Instant Analysis: FOMC statement and decision for January
The FOMC decided not to make any new waves today. As expected, the FOMC decided to hold the Fed funds target rate unchanged at between 1.25 and 1.50%.
This was Janet Yellen’s last FOMC meeting, and the decision was unanimous as Mester, Bostic, Barkin, and Williams vote for the first time this year. Also, the Federal Reserve announced that Jerome H. Powell would be made Chairman effective Feb. 3, with his official swearing in at 9 AM EST on Feb. 5 — the next business day.
The verbiage in the January FOMC statement itself moved a bit more toward the hawkish side compared to the December statement, as we expected; but the changes were subtle and the statement itself was clearly designed to be relatively innocuous and not create any market-moving news that would upset Fed funds rate hike expectations prior to Jerome Powell taking over the reigns as Fed Chairman. However, the changes that were made in the statement do leave the door wide open for another Fed funds rate hike at the March FOMC meeting, in my opinion.

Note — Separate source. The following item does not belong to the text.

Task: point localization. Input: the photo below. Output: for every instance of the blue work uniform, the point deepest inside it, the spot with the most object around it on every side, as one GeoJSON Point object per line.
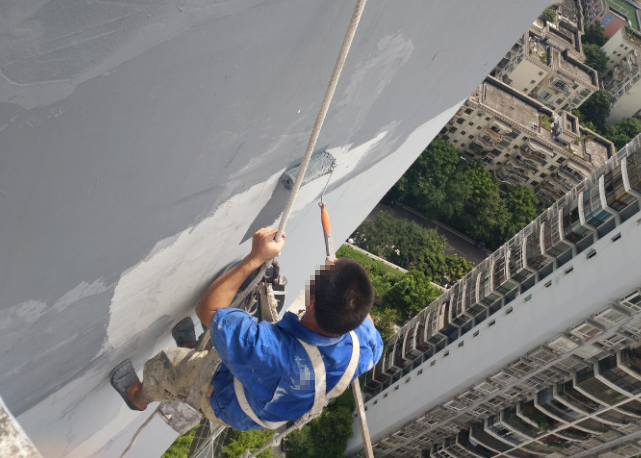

What changed in the January FOMC statement? The January statement took out all references to the fall hurricanes and upgraded the current assessment of household spending to “solid” from a “gradual rate,” and upgraded business fixed investment to “solid” from “has picked up.”
The FOMC also sounded more confident in its inflation outlook. The January statement acknowledged that market-based measures of inflation expectations have “increased in recent months,” and later in the statement it upgraded the outlook to say “inflation is expected to move up this year” from “remain somewhat below the 2% target in the near-term” in the December statement.
Bottom line: Our Fed funds rate outlook remains unchanged in the wake of today’s FOMC decision and statement. We expect the next Fed funds rate hike at the March FOMC meeting, another in June, and the last one for the year in December.